Creation of the ACEF score was motivated by the fact that internationally used risk calculators were based on large populations for low event rates, including emergent and nonemergent cases. If these published risk calculators were applied to centers with low annual operative volume and special patient populations, they may no longer be valid, given limited power for most of the covariates.
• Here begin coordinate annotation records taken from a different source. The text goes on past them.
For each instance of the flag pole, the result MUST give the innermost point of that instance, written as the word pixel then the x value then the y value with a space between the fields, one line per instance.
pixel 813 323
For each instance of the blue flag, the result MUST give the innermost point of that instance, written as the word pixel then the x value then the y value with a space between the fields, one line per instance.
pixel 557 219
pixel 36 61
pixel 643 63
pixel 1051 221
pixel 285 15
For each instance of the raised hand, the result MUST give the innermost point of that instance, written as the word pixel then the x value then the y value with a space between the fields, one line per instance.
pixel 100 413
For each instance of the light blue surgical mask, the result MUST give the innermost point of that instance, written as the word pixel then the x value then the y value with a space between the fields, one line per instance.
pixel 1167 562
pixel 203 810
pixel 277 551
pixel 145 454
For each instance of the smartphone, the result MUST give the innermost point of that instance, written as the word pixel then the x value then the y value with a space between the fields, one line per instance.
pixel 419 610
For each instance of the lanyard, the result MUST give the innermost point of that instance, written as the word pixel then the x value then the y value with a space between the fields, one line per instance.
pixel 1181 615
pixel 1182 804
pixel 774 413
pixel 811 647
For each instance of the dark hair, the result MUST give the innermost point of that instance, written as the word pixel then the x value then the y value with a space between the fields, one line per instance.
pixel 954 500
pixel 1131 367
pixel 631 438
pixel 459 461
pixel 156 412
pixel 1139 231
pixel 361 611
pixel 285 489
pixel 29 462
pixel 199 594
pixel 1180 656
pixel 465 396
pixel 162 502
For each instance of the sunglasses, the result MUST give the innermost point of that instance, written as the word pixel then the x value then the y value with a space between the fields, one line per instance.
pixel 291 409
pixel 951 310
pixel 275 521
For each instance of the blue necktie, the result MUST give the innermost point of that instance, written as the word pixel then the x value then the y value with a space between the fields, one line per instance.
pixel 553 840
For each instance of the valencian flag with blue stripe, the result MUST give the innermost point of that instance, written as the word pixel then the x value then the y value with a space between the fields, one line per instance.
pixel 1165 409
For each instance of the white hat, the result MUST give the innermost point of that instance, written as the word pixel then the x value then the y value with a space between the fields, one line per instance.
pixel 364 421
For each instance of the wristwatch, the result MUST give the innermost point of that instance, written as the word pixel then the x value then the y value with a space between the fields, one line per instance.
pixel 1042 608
Thus Ranucci and colleagues attempted to evaluate the discriminatory power of a parsimonious mortality calculator with only three factors. The ACEF score was based on 8648 patients undergoing elective operations and calculated by dividing patient age by left ventricular ejection fraction and adding 1 if serum preoperative creatinine was >2.0 mg/dL. Patients’ predicted mortality was calculated on the basis of the nomogram shown in Fig. 6.1 . Compared with the EuroSCORE and several regional risk scores, ACEF performed best in predicting mortality after an isolated CABG and only second to the Cleveland Clinic Score overall.